I began
running when I was 35. It was a shock to my body which enjoyed nothing more
than a fast walk since the age of 16, but I didn’t feel I had much choice.
Overweight
and with a diagnosis of Rheumatoid Arthritis, I took my last anti-inflammatory
pill and broke out an ancient pair of running shoes borrowed from my sister. At
6am under cover of darkness in the middle of an English winter, I ran.
It
was a hideous experience, only lessened by the fact I could lump along in the
pitch black morning, dragging a yawning dog for protection. One and half miles
of walking, jogging, gasping and heart-pounding-headaches seemed to do more
harm than good. I think I leaned on every lamp post on Newcombe Street, Stuart
Road and Bath Street in a miserable twenty minute circuit of agony and
humiliation. By the time I clawed my way up the steps and pounded on the front
door, the dog was awake and ready for a proper walk and I was half dead.
I
ran four times a week for three months, dashing home to shower and get ready
for work. Six months later and I’d ditched the dog because he pulled me into
one too many bushes after stray cats and I was running as far as I could get in
an hour. My arthritis had abated and my clothes hung off me like curtains. I’d
get out of bed on running days and test my ankles, seeing how painful it was to
stand. The more it hurt, the more I ran, releasing happy endorphins into my
blood to carry me for the next few days.
I’ve
run ever since and I’m sure I’ll meet my Maker running on some quiet country
road; in New Zealand now, the dark mornings of England swapped a decade ago.

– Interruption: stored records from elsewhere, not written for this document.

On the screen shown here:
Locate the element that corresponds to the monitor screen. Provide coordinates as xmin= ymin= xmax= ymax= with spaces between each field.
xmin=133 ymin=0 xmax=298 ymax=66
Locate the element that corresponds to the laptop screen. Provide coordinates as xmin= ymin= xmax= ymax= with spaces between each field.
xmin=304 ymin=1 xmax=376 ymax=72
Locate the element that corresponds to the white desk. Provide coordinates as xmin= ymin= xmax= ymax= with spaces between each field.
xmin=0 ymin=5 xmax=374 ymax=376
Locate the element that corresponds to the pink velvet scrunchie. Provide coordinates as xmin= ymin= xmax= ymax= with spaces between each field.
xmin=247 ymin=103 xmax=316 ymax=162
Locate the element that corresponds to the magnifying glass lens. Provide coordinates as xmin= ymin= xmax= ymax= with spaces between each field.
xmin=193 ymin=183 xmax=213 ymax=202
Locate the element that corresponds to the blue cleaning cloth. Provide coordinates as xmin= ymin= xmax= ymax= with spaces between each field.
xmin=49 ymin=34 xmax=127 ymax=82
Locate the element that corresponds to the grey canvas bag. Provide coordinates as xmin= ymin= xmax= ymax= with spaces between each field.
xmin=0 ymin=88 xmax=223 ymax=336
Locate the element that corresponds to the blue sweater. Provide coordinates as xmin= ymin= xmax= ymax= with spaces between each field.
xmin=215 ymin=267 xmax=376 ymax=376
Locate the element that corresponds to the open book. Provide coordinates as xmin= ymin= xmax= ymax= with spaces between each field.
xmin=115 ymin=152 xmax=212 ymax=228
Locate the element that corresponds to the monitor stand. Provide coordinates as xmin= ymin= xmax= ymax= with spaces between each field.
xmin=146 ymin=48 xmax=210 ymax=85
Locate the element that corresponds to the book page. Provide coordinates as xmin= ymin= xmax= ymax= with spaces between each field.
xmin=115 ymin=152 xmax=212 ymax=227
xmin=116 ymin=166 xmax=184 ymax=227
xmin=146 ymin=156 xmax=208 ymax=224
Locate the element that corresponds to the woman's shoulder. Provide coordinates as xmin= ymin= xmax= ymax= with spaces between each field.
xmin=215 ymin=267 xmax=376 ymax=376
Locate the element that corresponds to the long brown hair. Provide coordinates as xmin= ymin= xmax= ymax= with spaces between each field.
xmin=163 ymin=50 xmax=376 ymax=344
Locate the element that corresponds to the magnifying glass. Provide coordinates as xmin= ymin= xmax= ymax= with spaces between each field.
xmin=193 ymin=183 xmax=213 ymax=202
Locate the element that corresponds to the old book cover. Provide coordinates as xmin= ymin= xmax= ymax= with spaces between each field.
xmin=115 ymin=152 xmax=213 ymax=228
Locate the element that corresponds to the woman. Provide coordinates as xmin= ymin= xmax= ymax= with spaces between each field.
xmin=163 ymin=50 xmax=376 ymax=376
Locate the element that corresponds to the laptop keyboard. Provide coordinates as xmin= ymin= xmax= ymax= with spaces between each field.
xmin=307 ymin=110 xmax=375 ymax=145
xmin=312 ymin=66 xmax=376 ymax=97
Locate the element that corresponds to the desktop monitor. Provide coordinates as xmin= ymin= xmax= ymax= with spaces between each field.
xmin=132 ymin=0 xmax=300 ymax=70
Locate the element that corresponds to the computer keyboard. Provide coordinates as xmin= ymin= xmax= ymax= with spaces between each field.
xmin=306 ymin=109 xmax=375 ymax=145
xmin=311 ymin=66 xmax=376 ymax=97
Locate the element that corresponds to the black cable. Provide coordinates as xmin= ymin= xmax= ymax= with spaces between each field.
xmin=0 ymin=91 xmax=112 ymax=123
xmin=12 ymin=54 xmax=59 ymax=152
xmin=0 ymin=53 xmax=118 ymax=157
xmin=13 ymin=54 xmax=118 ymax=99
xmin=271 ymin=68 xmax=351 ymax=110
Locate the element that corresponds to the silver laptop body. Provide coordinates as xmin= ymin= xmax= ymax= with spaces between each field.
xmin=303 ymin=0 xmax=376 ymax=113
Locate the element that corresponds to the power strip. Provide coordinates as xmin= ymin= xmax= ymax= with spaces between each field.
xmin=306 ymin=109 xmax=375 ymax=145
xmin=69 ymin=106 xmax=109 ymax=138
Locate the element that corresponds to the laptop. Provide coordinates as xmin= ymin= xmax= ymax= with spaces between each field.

Running provides my sanity, my pain relief and my reason for getting up in the pre-dawn
peace. I talk to God; I plan my day and I find my equilibrium. It keeps my
weight down and I’m better for it.
Below
is a short story I wrote a while ago. Nobody else should get offended because
it’s actually about me. It’s something of my journey those first few times at
the running club - yeah, I even joined the Harborough Runners and still have
the tee shirt they gifted me the last time I attended before we emigrated. I’ve
treasured it enough to carry it across the world. It reminds me to keep
running - and maybe one day I'll squeeze myself into it.
First Place
Carmen tried not to look at
her feet which padded along beneath her. Her body heaved with each new step and
her lungs burned with the effort of processing the oxygen she needed. “You’re nearly
there!” she shouted at herself, ignoring the flush of embarrassment creeping up
her neck. Her body lied bitterly, insisting she gave up, her muscles protesting
at the distance and the pace.
“Car-men, Car-men, Car-men!” The shouts unnerved her,
calling her name. Emotion hitched in Carmen’s chest, sent up from the space in
her stomach where she buried her feelings. She beat it down, not bothering to
analyse it and concentrated on her race. The finish line loomed up ahead,
coaxing and inviting and yet still so far away.
The way was open. No other runners blocked the view
between Carmen and the coloured bunting fluttering in the breeze. Her vision
blurred with tears and she heard the sob escape her heaving lungs.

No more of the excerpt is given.